Level 10. e-Patients Receive One-way Electronic Messages from their Clinicians
Some health professionals use the Net to send their patients unrequested messages that are not interactive, e.g., targeted suggestions for behavioral change, or patient education materials of the doctor's choosing. In most cases, the effectiveness of these offerings can be increased by presenting them in an "opt-in" manner, by adding a "talk back" option, or both, moving the interaction to Level Nine. While such one-way communications may be acceptable to older or less sophisticated patients, some experienced e-patients think of unsolicited one-way messages as spam and may find them offensive.


This ten-level schema, preliminary as it is, may serve as a helpful guide for understanding the emerging world of the e-patient: When faced with a medical concern, they first attempt to manage it on their own, reaching out to Web sites and to friends and family for information and advice.If more help is needed, they may look for knowledgeable online self-helpers, support groups, medical guidance systems, or free online professionals. If the help they need can be obtained online from non-local health professionals, they may make use of their services. Thus it might be only when none of the domains above proved sufficient that they would need to consult a local clinician.

This ten level schema might provide helpful guidance for those attempting to envision our next-generation healthcare system. We might even design such a system around the idea that we should do all we can to encourage and support e-patients to manage their health concerns at the lowest possible level. This approach might help reduce healthcare costs by making some clinical visits unnecessary and by providing new resources for those without access to professional care. And since an empowered, educated, well-connected consumer is more likely to deal with an illness effectively and to obtain high quality care, it may lead to better health outcomes as well.

But while considering each level in isolation or in sequence may be helpful in orienting oneself to some of the emerging trends in online consumer health, in reality, every level has real and potential interactions with all others. When asked to comment on an earlier draft of this ten-level model, physician Don Berwick, one of the leading figures in the contemporary effort to improve the quality of medical care, pointed out the value of a more complex analysis:

I was wondering what would happen if you drew the ten "Levels" as a potential "network" of approaches, and thought about at least a few of the interactions. The full diagram would be complicated- ten boxes arrayed in a circle, with all possible dyads being drawn as connecting lines, each representing a two-directional inter-action. That's 10 x 9 x 2 = 180 possible effects, far too many to analyze, but you might pick a few to try to explore.

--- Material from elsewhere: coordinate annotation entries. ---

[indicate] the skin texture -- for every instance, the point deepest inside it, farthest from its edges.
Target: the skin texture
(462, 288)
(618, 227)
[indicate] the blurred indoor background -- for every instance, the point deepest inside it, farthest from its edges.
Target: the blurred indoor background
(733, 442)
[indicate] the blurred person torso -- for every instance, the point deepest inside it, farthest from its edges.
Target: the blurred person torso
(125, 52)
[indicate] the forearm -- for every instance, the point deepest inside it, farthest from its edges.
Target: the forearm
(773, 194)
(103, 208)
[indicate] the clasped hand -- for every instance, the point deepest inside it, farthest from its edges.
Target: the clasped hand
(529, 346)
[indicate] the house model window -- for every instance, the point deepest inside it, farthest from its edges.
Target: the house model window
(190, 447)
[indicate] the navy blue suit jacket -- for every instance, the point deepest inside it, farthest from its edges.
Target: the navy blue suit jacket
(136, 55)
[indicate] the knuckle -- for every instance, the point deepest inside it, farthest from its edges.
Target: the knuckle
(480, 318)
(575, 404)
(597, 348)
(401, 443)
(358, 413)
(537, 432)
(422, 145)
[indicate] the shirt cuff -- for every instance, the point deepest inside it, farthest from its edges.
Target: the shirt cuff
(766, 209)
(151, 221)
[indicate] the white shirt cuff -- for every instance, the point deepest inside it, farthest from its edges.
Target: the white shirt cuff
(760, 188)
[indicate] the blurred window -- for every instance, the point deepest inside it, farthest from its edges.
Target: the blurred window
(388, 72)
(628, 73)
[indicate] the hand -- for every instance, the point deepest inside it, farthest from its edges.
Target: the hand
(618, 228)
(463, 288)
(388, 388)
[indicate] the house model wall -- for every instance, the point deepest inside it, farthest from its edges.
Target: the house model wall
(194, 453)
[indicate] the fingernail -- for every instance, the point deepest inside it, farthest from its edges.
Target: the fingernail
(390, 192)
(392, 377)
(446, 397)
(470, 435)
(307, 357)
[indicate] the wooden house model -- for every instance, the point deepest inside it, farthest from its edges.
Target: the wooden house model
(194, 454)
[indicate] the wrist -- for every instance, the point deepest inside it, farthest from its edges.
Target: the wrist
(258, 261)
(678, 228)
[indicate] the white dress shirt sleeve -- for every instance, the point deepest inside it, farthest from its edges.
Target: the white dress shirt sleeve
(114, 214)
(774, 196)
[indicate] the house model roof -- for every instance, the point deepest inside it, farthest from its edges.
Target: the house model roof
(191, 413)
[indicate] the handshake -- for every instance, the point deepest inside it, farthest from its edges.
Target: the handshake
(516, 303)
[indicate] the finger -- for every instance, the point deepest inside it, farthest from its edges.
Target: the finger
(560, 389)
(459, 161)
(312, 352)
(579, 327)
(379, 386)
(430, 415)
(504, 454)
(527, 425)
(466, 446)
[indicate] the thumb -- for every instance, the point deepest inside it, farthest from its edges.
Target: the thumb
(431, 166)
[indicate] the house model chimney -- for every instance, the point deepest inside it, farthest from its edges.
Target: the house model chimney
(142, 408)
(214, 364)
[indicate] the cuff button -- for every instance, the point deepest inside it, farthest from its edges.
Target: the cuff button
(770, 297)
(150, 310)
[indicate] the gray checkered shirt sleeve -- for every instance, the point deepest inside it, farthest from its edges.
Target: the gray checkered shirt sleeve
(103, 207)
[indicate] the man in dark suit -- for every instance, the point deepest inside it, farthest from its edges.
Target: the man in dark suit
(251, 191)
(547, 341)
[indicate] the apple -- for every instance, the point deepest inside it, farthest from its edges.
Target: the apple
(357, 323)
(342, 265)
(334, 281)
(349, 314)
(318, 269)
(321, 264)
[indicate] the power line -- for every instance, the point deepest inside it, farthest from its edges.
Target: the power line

It is not yet possible, in other words, to understand exactly how these ten domains are affecting individual patients, or the healthcare system as a whole. To do so, we will need to study our new generation of e-patients as they use electronic media in more powerful and complex ways, inviting them to describe and explain their online activities and asking what they would like to be able to do in the future.

Approaching the emerging world of online health from the e-patient's perspective in this way may help us discover powerful strategies for upgrading healthcare. Indeed, some of the most promising new opportunities of all might elude us if we were to consider these developments exclusively from a health professional's point of view.